À época, mais de um terço (34,5%) encontravam-se «mais preocupados com a desinformação no Facebook do que em ‘apps’ de mensagens como o WhatsApp (31,1%)», e 40,4% se diziam «preocupados com desinformação proveniente de redes sociais, em geral».
Resistência Nacional e Nova Ordem de Avis
«Relativamente à militância de rua, cabe destacar o surgimento de um novo grupo de extrema-direita, Resistência Nacional, que levou a cabo uma iniciativa junto à sede da SOS Racismo», adiantam os analistas, referindo-se ao grupo de nacionalistas que se juntou em frente à sede da associação anteriormente mencionada, com máscaras brancas e munido de tochas para protestar contra o «racismo anti-nacional», prestando «homenagem aos polícias mortos em serviço».

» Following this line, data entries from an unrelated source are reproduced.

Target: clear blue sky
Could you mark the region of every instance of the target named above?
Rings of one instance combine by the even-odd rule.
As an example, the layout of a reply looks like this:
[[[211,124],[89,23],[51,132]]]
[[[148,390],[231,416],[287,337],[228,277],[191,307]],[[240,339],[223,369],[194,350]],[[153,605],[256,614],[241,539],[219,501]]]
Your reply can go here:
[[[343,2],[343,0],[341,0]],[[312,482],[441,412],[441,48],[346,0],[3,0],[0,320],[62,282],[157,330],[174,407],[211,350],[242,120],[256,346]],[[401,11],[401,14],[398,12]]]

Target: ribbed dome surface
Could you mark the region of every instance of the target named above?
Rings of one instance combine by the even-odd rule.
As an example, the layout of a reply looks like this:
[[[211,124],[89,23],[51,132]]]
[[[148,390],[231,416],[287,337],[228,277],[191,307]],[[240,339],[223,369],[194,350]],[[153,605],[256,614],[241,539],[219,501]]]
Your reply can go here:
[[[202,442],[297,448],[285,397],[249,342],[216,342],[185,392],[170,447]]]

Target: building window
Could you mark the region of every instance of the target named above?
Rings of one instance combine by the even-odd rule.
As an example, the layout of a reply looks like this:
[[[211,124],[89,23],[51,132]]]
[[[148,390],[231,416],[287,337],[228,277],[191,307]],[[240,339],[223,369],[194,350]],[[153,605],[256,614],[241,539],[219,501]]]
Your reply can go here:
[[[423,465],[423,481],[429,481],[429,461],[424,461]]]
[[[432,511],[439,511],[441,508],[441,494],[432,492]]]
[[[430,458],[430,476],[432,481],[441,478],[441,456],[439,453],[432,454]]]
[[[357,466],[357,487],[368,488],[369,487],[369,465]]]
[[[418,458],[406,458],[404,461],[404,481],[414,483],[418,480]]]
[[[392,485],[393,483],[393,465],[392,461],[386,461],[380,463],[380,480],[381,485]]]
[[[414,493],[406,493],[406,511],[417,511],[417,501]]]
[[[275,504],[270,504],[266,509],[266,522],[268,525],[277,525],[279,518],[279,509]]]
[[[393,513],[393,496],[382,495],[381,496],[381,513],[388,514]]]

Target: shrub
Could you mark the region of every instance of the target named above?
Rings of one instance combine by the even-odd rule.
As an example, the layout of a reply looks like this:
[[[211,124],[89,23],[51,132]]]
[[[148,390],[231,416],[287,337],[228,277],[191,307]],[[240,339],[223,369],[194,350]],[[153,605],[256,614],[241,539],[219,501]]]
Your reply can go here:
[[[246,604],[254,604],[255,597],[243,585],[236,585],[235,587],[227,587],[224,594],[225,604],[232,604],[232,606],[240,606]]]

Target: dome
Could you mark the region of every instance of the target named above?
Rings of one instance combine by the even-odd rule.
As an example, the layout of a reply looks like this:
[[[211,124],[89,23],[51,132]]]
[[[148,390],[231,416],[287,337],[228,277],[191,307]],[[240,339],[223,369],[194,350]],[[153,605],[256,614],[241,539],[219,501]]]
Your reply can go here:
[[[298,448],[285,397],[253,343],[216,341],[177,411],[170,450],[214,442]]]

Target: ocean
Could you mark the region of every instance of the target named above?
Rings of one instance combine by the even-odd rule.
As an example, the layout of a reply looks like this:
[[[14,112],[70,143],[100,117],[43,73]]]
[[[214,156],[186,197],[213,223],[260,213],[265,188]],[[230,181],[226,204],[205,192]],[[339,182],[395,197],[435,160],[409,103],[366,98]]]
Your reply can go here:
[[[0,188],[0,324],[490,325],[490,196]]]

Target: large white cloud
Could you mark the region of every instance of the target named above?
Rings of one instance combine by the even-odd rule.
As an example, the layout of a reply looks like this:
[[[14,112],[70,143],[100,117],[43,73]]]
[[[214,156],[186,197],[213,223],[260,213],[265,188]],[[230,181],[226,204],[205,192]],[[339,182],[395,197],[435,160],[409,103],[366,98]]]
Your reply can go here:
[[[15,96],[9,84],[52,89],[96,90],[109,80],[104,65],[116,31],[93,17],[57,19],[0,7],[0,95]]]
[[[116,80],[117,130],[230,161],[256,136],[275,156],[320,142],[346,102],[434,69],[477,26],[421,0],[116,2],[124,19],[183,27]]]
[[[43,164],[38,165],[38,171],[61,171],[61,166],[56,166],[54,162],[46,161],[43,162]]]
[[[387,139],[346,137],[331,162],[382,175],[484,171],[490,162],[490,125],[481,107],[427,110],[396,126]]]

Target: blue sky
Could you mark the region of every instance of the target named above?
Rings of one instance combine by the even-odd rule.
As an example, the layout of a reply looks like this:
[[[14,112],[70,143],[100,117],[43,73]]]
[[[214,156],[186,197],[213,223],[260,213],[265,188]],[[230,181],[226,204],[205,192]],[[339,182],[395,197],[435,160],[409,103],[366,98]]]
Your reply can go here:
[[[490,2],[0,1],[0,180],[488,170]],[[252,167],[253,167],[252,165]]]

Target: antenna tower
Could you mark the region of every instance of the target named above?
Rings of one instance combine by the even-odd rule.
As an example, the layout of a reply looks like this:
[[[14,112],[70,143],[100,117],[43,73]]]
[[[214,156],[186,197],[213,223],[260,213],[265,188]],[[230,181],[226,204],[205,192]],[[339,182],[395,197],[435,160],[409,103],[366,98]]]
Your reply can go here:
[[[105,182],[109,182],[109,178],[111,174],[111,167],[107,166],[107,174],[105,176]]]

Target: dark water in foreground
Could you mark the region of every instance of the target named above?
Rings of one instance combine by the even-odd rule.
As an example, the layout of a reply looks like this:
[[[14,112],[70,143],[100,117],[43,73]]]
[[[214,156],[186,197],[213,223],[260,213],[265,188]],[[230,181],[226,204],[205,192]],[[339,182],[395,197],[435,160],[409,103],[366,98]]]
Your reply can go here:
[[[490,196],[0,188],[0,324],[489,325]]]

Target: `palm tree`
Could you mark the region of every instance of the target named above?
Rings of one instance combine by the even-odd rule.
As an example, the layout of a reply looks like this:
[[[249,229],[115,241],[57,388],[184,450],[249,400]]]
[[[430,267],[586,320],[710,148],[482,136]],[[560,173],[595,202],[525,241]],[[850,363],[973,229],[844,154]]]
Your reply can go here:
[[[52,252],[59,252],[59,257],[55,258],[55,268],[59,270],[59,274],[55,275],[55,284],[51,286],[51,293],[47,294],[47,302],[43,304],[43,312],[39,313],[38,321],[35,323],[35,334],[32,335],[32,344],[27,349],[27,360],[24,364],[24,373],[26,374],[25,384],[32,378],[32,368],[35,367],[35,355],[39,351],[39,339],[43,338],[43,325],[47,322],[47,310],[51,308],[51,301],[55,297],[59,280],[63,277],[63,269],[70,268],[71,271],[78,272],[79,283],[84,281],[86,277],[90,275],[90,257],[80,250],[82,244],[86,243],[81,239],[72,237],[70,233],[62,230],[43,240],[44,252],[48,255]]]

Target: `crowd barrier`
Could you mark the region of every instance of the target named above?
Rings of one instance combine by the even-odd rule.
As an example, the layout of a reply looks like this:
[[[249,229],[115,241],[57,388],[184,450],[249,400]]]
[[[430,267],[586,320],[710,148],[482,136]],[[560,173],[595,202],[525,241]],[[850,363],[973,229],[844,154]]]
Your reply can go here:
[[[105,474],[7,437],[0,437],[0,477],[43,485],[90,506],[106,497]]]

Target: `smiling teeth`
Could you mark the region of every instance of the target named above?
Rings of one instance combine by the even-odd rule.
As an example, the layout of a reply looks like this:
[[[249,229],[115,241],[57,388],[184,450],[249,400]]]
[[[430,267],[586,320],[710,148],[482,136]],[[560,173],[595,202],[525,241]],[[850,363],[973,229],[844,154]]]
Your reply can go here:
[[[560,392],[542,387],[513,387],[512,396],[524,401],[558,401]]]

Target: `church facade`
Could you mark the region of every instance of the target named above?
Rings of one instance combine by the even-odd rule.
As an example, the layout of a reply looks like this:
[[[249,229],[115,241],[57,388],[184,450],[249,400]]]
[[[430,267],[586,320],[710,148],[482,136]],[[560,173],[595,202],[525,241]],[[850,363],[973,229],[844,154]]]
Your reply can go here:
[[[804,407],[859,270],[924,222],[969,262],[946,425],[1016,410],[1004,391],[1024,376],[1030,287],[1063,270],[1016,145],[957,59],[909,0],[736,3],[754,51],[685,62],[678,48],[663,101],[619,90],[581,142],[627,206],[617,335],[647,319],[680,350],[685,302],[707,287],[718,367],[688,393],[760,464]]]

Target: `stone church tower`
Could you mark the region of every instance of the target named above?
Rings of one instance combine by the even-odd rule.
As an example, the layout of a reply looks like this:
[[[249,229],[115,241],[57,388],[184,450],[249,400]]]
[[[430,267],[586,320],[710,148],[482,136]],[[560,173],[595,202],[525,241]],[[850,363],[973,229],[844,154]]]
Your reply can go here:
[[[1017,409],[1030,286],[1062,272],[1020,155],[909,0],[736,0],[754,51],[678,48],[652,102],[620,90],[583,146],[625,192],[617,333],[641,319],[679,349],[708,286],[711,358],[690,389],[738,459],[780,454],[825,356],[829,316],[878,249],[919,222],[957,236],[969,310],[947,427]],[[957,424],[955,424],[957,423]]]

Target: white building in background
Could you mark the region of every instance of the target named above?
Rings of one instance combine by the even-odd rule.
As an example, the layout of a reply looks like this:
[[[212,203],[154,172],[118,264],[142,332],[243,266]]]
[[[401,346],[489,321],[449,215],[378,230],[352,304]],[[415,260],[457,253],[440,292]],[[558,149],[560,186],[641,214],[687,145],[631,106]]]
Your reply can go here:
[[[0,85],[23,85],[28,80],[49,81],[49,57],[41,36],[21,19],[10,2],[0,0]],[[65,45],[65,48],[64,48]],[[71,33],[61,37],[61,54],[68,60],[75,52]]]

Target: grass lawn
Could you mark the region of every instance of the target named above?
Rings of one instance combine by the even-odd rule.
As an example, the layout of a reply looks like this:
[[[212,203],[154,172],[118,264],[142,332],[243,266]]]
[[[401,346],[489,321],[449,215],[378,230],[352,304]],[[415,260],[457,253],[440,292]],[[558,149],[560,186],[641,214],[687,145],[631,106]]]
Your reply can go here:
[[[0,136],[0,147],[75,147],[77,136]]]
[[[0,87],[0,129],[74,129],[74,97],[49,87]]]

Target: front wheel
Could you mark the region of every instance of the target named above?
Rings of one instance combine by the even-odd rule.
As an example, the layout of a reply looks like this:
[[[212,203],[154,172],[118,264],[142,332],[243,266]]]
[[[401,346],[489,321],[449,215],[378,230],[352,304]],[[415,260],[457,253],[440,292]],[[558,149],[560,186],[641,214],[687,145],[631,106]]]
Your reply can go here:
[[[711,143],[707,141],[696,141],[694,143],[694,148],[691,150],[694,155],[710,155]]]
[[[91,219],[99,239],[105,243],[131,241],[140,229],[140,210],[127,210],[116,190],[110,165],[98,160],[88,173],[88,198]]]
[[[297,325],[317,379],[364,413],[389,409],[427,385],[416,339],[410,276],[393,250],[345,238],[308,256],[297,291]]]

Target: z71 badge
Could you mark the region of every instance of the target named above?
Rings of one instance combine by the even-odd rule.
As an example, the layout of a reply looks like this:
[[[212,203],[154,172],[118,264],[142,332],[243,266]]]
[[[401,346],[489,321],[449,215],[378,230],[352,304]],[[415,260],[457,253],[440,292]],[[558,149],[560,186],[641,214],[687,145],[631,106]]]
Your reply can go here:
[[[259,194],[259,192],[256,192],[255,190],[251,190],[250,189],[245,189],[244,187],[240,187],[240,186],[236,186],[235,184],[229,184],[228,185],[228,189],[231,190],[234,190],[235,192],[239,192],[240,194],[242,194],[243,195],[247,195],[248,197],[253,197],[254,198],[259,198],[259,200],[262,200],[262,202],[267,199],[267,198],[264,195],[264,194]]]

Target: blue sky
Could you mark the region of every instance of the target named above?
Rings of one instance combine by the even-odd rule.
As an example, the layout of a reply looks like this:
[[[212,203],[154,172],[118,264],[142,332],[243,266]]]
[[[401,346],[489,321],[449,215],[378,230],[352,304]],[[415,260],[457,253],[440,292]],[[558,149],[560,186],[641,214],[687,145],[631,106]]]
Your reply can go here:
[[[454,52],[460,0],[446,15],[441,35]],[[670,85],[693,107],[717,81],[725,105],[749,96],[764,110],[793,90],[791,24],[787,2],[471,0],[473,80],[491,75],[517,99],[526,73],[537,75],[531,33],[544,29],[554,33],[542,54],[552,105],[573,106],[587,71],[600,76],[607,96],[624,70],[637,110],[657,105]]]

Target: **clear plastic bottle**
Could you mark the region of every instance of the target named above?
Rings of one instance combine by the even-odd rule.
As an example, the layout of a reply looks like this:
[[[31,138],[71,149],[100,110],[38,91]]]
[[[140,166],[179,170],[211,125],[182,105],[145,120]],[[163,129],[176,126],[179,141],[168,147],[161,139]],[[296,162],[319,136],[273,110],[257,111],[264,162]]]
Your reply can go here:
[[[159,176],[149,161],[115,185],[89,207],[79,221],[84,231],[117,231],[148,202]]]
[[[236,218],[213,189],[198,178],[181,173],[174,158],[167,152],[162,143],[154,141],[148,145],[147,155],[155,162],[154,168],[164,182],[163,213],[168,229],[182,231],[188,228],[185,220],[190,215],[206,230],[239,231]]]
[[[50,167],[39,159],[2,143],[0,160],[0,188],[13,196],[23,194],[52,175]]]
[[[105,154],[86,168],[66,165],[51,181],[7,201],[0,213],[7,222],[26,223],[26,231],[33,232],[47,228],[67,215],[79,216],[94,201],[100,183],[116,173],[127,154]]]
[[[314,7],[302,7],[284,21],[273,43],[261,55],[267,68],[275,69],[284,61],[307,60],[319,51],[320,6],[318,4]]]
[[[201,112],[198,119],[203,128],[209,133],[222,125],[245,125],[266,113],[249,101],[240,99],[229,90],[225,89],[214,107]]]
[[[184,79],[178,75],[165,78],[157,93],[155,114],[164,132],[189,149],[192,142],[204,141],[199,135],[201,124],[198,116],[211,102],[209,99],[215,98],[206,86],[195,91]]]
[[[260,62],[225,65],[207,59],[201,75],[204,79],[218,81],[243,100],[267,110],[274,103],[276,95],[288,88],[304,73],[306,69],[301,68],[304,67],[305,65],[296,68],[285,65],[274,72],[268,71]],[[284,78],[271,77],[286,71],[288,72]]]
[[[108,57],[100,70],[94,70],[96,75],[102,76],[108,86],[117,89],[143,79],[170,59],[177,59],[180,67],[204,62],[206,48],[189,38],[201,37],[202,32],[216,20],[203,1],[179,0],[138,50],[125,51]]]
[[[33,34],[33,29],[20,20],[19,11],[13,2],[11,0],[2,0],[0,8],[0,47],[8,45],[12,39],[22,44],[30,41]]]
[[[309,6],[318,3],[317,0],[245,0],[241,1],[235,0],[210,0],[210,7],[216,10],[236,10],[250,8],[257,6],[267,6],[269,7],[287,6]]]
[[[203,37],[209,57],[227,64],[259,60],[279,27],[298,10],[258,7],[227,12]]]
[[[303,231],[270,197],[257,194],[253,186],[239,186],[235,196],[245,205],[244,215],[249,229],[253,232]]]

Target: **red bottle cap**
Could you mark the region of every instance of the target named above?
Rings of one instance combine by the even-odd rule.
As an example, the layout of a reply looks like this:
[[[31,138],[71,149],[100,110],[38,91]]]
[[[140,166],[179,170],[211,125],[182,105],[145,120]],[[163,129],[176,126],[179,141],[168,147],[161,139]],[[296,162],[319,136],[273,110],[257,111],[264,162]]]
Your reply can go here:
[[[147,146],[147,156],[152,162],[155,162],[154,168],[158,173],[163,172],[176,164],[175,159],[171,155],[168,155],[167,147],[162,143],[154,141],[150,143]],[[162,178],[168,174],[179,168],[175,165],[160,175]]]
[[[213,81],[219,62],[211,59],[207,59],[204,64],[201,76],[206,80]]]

Por outro lado, evidenciaram «o caso das ameaças, via email, a parlamentares, militantes antifascistas e ativistas antirracistas, cabendo também alegada responsabilidade a outro grupo extremista, Nova Ordem de Avis», como as ameaças à integridade física recebidas, espelhadas através de frases como «Sabemos onde dormes», em agosto, pelo ativista antifascista Jonathan da Costa Ferreira.
«Estas ações que, naquele momento, atestaram escalada do clima de tensão entre a extrema-direita e os adversários políticos e configuraram táticas de intimidação e/ou tentativas de condicionamento da liberdade individual e política», acrescem riscos de radicalização violenta online de jovens portugueses que poderão conduzir nos próximos anos ao agravamento da ameaça, ainda que «numa dimensão inexpressiva quando comparada com outros países europeus».
O movimento anarquista e a extrema-esquerda radical
A seu lado, o movimento anarquista e autónomo, bem como alguns setores da extrema-esquerda radical, de acordo com o RASI, «não registaram alterações significativas no decurso do ano em análise, mantendo-se pouco ativos na prossecução dos seus objetivos revolucionários».
Assim, afirmaram-se, «sobretudo, no campo do ativismo em reação a acontecimentos políticos, sociais e ambientais, e da militância antifascista de rua, numa vertente ativista de protesto, por vezes com intenção de desenvolver ações de cariz violento».
Porém, consultando o documento, é possível percecionar que no seio do movimento anarquista, «continuaram a verificar-se contactos com os seus congéneres europeus, uns dos quais com atividade terrorista de baixa intensidade», sendo evocada, a este propósito, a detenção, a 25 de janeiro de 2020, do militante anarquista espanhol Gabriel Pombo da Silva, de 52 anos, em Monção, após ano e meio na clandestinidade.
Enquanto o Galiza Livre explicou, à época, que contra este militante pesava uma ordem europeia de detenção e entrega, o Público esclareceu que o homem «conta no seu currículo com assaltos a etrês dezenas de bancos e o homicídio do dono de uma casa de alterne», sendo que as autoridades espanholas noticiaram que tinha um papel de liderança no movimento anarquista.